As people celebrate the nomination of Sonia Sotomayor simply because of her ethnic background and not because of her judicial background, we know that giving people a leg up solely because of their ethnicity is nowhere near over. Justice Scalia might want to begin tangling with the whole concept of disparate impact but there will be four justices who will oppose any such reconsideration. And you know that few politicians would be courageous or foolhardy enough to introduce an end to federal laws that indicate that evidence of disparate impact is by itself proof of racism. So businesses will have to keep jumping through hoops to lay the groundwork to defend themselves against allegations that their chosen merit exam was not racially biased. And if they don't have as comprehensive a proof as the New Haven fire department had to exculpate themselves of the accusations of racial bias, then they better watch out. Even New Haven, knowing that there was no racial bias in their test, was worried enough about discrimination allegations that they gave in to the racemongers mau mauing them for the outcome of the tests. Employers in the future might have the Ricci case to back them up but they would still have to be confident enough of their promotion or hiring procedures to risk a court case. This case might be one battle in the fight over affirmative action, but I wouldn't start celebrating the end of such race-based policies just yet.

2 comments:

Bachbone said...

Plenty said Obama's election would be the end of race hustlers like Jesse Jackson and Al Sharpton, but that sure hasn't happened. As long as enough people remain who allow their guilt to be played upon, there will be plenty willing to take advantage of that gullibility.

Johnny Pazzesco said...

It was heartening to see the decision, but I don't think AA is in it's death throes.

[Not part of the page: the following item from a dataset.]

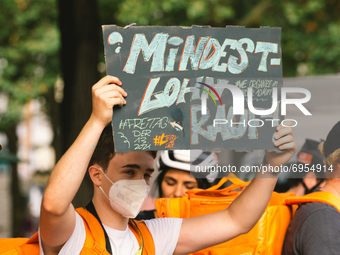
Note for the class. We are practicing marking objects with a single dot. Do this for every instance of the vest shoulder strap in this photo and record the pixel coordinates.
(95, 240)
(320, 196)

Affirmative Action came about because of "White Guilt" and AA along with quotas are here to stay because of "AAA Guilt" (Achievement via Affirmative Action).

Those like Obama who've been given the opportunity to cut past more qualified candidates and have been given positions they were not qualified for because of AA can't stomach the idea of depriving other minorities the same opportunities they've received through discrimination.

"AAA Guilt" ensures that AA is here to stay. At least for a few more generations.